Figure 1.

Electron micrographs of vertebrate photoreceptors illustrating diverse outer segment tapers and ellipsoid morphologies. (A) Goldfish single cone (SC) and rod (R) flanking one member of a double cone (DC). The cone ellipsoids are packed with mitochondria (Mi). Cone outer segments (black arrows) taper, whereas those of the rods do not (white arrow; only a portion of the rod outer segment is visible). (B) Single cone, double cone, and rod of coho salmon. In this species, there is a clear gradient in the size of cone mitochondria from smaller, at the level of the myoid, to larger, at the level of the ellipsoid. (C) Double cone from a mummichog killifish showing megamitochondria (M) associated with the ellipsoid of each double cone member.

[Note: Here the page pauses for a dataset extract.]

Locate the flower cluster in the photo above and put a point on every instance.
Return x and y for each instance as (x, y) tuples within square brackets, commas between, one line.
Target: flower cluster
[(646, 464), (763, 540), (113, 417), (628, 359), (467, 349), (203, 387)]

This species also has ellipsosomes, which arise from megamitochondria as the cristae disappear. (D) Rod and single cone from a bullfrog. The rod mitochondria are long and compacted; the single cone exhibits an ellipsosome-like structure (E*) in the ellipsoid. (E) Two single cones among rods in the bullfrog retina; one of the cones contains an oil droplet (*). Note the large difference in size between rods and cones. (F) Single cones and rods from a Canada goose. The single cones show different types of oil droplets. As in the frog, elongated mitochondria pack rod inner segments, and the mean diameter of cone ellipsoids (entrance aperture) is similar to that of rods. (G) Single cones of the red-eared slider turtle showing large oil droplets and pronounced cone taper. (H) Rods of the mouse retina. The cones in this and similar nocturnal species are hard to identify without molecular markers. Bars, 2 µm.